Förderbeispiele
Fischhaus Kittner, Ibbenbüren
Fisch ist ihre Leidenschaft
Nach ihrer Ausbildung zur Bankkauffrau bei der Kreissparkasse Steinfurt traf Zessyka Grawenhoff-Kittner eine Entscheidung, die viele ihrer Freunde und Kollegen überraschte: Sie kehrte der Bank den Rücken und übernahm 1997 mit 22 Jahren den Fischhandel ihrer Eltern.
„Für mich ist es gut“, befand sie, „wenn ich keinen Vorgesetzten über mir habe.
“ Heute ist sie Chefin von zurzeit 38 Mitarbeitern und kann „tun, was möglich ist, ohne jemanden fragen zu müssen“. Im vergangenen Jahr haben sie und ihr Mann rund eine Million Euro in die Weiterentwicklung des eigenen Unternehmens investiert.
Denn das alte Fischgeschäft mit Bistro befand sich in einer Seitenstraße ohne Laufkundschaft, das neue liegt in der Einkaufsmeile Ibbenbürens und wird stark frequentiert. Zudem wird im Laufe dieses Jahres direkt gegenüber ein großer Elektronikmarkt eröffnen. Das alte Produktionsgebäude wurde in gemieteten Räumen betrieben, das neue – zurzeit im Bau – wird mit 1.000 Quadratmetern Nutzfläche anderthalb Mal so groß und Eigentum des Fischhauses Kittner sein.

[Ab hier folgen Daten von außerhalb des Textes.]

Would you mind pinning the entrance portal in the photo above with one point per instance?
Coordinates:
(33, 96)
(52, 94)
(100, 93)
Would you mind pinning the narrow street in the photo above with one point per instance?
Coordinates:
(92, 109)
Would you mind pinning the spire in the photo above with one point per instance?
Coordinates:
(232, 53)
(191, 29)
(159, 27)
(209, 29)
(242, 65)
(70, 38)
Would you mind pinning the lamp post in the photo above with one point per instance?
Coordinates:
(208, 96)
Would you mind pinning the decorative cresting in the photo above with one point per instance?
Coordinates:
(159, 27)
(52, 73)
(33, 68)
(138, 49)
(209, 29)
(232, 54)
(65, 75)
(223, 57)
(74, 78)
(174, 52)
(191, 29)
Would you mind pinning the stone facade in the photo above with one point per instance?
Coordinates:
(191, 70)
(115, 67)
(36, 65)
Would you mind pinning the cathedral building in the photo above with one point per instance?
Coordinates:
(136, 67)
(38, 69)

Dort entstehen die veredelten Fisch-Produkte, die Kittner zu einem Synonym für Frische und Qualität gemacht haben: Lachs in Orangenöl, Heringssalate in verschiedenen Geschmacksrichtungen, Frischkäsekugeln mit Räucherlachs, diverse selbst geräucherte Fische oder Lachslasagne mit Sauerkraut und Ananas. „Die Theke soll die Kunden immer wieder neu ansprechen, deshalb experimentieren wir gerne und bieten regelmäßig neue Produkte an“, sagt Zessyka Grawenhoff-Kittner. 40 Sorten Frischfisch, je nach Saison, finden die Kunden im Ladengeschäft und in den Verkaufswagen, die firmenintern „Kutter“ genannt werden und individuelle Namen tragen: Möwe, Nixe, Albatros und Seebär. Als verkaufsfördernd hat sich die mobile Räuchereinheit erwiesen: Selbst bei Regen warten die Kunden auf ihren warmen, frisch geräucherten Fisch. Wobei das wichtigste Produkt der mobilen Läden der Backfisch ist – mit einem Anteil von 15 Prozent am Gesamtumsatz von 1,7 Millionen Euro im vergangenen Jahr. Wer sich schon mal gefragt hat, warum Rotbarsch-Filet mehr als 20 Euro pro Kilo kostet, sollte Folgendes bedenken: Geschäfte wie das Fischhaus Kittner kaufen ihre Ware auf den in Deutschland größten Hauptumschlagplätzen Bremerhaven und Cuxhaven ein. Dort werden Fische versteigert. Und wenn ein Trawler, der Fahrtkosten und Mannschaft bezahlen muss, weniger fängt als erwartet, dann muss er seine Kosten auf die geringere Fangmenge umlegen – der Preis steigt.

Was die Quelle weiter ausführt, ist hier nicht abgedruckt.